Delaware state senators walk out of session during Muslim prayer

The Delaware Legislative Hall in Dover.
Delaware State Parks/Website

Two Republican lawmakers in Delaware walked out of a legislative session Wednesday during a prayer reading from the Quran, with one returning later to call the reading from the Muslim holy book "despicable."

The News Journal reports state Sens. Dave Lawson and Colin Bonini exited the Senate chambers in Dover when Tarek Ewis, imam of the Masjid Isa Ibn-e-Maryam mosque in Newark, and Naveed Baqir, executive director of the Delaware Council on Global and Muslim Affairs, gave the day's invocation per an invitation.

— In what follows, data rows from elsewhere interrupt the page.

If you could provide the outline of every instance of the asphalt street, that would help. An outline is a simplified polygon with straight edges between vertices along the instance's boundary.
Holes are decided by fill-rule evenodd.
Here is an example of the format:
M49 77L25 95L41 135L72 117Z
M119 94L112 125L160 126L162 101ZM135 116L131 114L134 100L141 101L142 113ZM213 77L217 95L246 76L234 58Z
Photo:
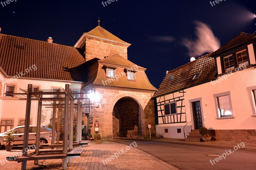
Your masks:
M114 139L114 141L127 145L135 141L137 149L182 170L256 170L256 150L238 149L234 152L233 148L154 140ZM214 161L215 164L212 162L227 152L229 155L225 159Z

Lawson returned after the prayer had finished. An Air Force veteran who served a tour in Vietnam, he condemned the decision to invite the two representatives of the Muslim community. Per The News Journal:

"We just heard from the Quran, which calls for our very demise," Lawson said after a Muslim duo gave the invocation, including a passage from their holy text. "I fought for this country, not to be damned by someone that comes in here and prays to their God for our demise. I think that's despicable."

The Senate proceedings resumed as normal afterward, but President Pro Tempore David McBride, a Democrat, would eventually address Lawson's remarks in a written statement.

McBride said he was "personally offended" by the comments and called it a "sad chapter" in the legislative body's history.

"And for our guests today to be branded as anti-American when our First Amendment of our country’s Constitution explicitly guarantees the freedom of religion is both ironic and deeply sad to me," McBride said, according to The Associated Press.

Lawson didn't budge in his stance, according to the AP:

“You can’t be a good American and a good Muslim,” he said. “They don’t believe in our Constitution.”

Despite Lawson taking such exception to his reading from the Quran, Baqir told The News Journal he was trying to have a positive outlook on the situation. He said he'd welcome Lawson to come visit one of the state's 12 mosques, which serve a population of about 10,000 Muslims, and noted that the day's proceedings likely wouldn't have gotten the same attention if it wasn't for the senator's comments.